Grandma Sylvia served me pot roast for lunch. Grandma Ethel wasn’t home. (I later found out she went shopping.)
When I got home, there was some Lab work to do and some reading (“The Masque of the Red Death,” which I don’t think I understood). Then I felt listless, but a good hamburger at the Fillmore Queen fixed that.
Dad and the family went out to the Island and bought a ’70 mauve Cadillac. I put forty miles on the Pontiac myself today.
Tonight Gary called me back and we gabbed for an hour. I watched Charlie Brown and Shenandoah: I’m a sucker for sentimentality.
Tuesday, September 30, 1969
At 9:30 AM, I got up groggily and headed off to Lab. We did some experiments on parallax, the seasons, etc., and then I came home for lunch.
In Science we had a few dull films, in French we learned a new conversation, and in Health Ed we discussed the self and suicide. I don’t think I will ever go through with killing myself – if I ever try. I’d probably always leave myself an out.
After a quick dinner at Wolfie’s, I was off to Dr. Lipton. Debra was back and has had her baby – a little girl, Lisa – and has left her mother’s house and is living with her grandmother.
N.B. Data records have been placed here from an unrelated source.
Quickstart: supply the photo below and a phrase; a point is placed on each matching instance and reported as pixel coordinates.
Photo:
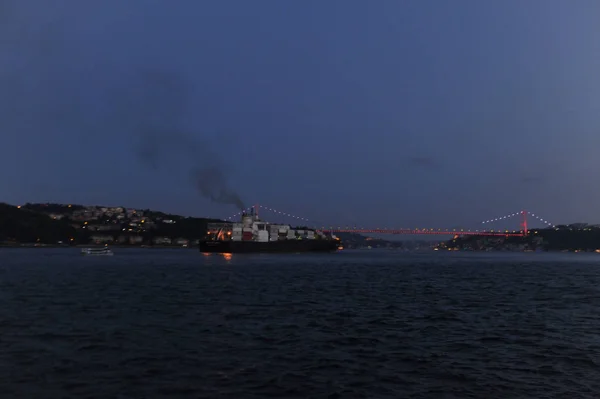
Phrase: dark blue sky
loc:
(397, 113)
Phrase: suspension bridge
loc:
(522, 215)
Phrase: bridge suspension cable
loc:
(520, 213)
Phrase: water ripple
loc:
(153, 324)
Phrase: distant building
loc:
(181, 241)
(162, 241)
(102, 239)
It was good to see her again.
We were on the same theme as last week: how we “set up” people and events and then complain about them. Lila brought up her problems with her job; Dave, his hangups on sex; John keeps quiet; Evelyn laughs and cries.
What do I do? I keep on searching.
The days are getting cooler, the nights are getting longer, leaves are falling – I like the crunch when I step on them. Tomorrow is October, and September, on the whole was a good month: the whole new world of college, the new group, new friends.
I have conflicts, but basically I’m at peace.